Lebrun se utiliza do mesmo argumento para criticar os socialistas. Estes, em resumo, defendem

a tomada do poder político pelo proletariado por meio de uma revolução. Contudo, Lebrun

argumenta que não basta “trocar seis por meia dúzia”, ou seja, não basta substituir os burgueses

pelo proletariado no comando do Estado para tornar esta instituição “democrática” ou, ao

menos, respeitadora dos direitos da classe proletária: tal substituição levaria à criação de

verdadeira tecnocracia, senão mesmo de uma “nova elite”, que passaria a governar o Estado.

Desta forma, tanto o sistema liberal quanto o sistema socialista do século XIX seriam não

democráticos, já que não haveria em nenhum destes regimes “a existência de um controle

efetivo mínimo dos governados sobre o poder”.

É neste sentido que Lebrun argumenta que nunca se poderá pressupor o fim do poder político

– seja em sua vertente liberal, que busca um Estado mínimo que apenas “administra” a

sociedade, seja em sua vertente socialista, que busca a extinção do Estado dominador e a

substituição de um grupo dominante por outro.
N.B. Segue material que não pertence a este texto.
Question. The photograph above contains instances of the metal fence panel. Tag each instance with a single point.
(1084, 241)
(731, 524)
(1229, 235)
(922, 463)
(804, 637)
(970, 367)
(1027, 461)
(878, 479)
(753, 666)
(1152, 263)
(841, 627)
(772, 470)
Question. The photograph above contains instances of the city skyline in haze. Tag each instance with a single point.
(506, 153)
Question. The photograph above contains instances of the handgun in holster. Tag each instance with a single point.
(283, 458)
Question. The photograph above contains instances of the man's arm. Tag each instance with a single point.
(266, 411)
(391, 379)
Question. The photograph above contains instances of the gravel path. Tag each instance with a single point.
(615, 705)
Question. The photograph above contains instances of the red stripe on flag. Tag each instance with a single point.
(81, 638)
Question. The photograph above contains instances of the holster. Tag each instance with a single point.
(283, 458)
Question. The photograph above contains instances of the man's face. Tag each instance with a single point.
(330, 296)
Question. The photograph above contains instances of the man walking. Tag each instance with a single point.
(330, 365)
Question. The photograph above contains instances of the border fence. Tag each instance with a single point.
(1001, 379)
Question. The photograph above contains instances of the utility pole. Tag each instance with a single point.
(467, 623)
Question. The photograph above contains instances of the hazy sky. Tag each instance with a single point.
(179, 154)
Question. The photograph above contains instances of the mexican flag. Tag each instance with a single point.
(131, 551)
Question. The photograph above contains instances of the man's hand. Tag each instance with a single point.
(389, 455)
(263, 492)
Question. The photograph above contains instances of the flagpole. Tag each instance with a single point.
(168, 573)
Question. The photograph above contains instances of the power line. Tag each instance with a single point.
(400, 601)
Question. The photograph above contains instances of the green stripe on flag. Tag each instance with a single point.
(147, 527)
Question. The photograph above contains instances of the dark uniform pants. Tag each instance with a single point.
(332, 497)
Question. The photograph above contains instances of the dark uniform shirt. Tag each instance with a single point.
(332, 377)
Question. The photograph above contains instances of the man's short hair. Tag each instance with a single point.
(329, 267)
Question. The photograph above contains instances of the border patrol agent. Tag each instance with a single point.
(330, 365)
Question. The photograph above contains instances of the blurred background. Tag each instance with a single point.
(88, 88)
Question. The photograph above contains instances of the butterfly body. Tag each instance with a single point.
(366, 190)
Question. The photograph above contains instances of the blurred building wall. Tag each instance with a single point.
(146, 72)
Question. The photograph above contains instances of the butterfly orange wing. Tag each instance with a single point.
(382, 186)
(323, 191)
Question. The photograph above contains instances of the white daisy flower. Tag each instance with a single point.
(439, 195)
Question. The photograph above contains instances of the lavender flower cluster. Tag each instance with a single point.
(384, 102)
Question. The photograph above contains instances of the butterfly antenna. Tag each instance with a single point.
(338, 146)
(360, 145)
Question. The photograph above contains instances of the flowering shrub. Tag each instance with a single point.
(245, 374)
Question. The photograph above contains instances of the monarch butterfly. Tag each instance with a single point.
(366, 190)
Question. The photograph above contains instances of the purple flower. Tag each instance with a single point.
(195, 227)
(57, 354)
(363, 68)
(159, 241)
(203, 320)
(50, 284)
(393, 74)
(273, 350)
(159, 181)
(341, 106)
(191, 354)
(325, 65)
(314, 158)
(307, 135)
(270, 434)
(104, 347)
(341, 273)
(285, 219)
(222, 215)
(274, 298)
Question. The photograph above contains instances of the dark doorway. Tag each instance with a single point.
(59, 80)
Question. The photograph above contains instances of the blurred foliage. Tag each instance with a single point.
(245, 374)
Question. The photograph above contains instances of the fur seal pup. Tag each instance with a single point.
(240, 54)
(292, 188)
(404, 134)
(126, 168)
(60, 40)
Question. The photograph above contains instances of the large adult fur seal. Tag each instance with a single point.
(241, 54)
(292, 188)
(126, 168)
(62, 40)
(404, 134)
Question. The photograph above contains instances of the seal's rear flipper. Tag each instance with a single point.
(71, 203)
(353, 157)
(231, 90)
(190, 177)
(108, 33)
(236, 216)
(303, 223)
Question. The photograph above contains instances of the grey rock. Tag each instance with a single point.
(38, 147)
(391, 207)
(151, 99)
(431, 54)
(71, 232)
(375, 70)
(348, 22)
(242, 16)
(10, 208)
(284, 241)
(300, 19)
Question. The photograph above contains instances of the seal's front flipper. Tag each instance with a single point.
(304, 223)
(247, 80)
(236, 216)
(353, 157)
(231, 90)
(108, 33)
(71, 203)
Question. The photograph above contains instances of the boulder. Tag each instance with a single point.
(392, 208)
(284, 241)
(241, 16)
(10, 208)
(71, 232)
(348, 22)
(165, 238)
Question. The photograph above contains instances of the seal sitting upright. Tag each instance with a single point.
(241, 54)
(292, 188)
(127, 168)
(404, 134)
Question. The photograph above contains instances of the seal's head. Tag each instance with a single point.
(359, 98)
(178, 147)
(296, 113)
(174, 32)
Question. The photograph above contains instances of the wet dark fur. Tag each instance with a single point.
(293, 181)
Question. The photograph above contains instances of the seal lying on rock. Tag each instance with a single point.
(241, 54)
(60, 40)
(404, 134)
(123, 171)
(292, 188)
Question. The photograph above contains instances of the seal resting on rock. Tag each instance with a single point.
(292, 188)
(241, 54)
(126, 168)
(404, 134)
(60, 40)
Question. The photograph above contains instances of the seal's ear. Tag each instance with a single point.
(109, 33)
Neste sentido “é preciso reconhecer não só́ que

não há comunidade sem soberania, como também que não existe poder soberano sem uma elite

que domine”. E não há problema algum nisso, já que não se pode pressupor o “fim do Estado”:

“a questão, assim, será́ unicamente saber, em cada caso determinado, quais são os chefes menos

piores que podemos esperar, ou por que tipo de chefia devemos militar”.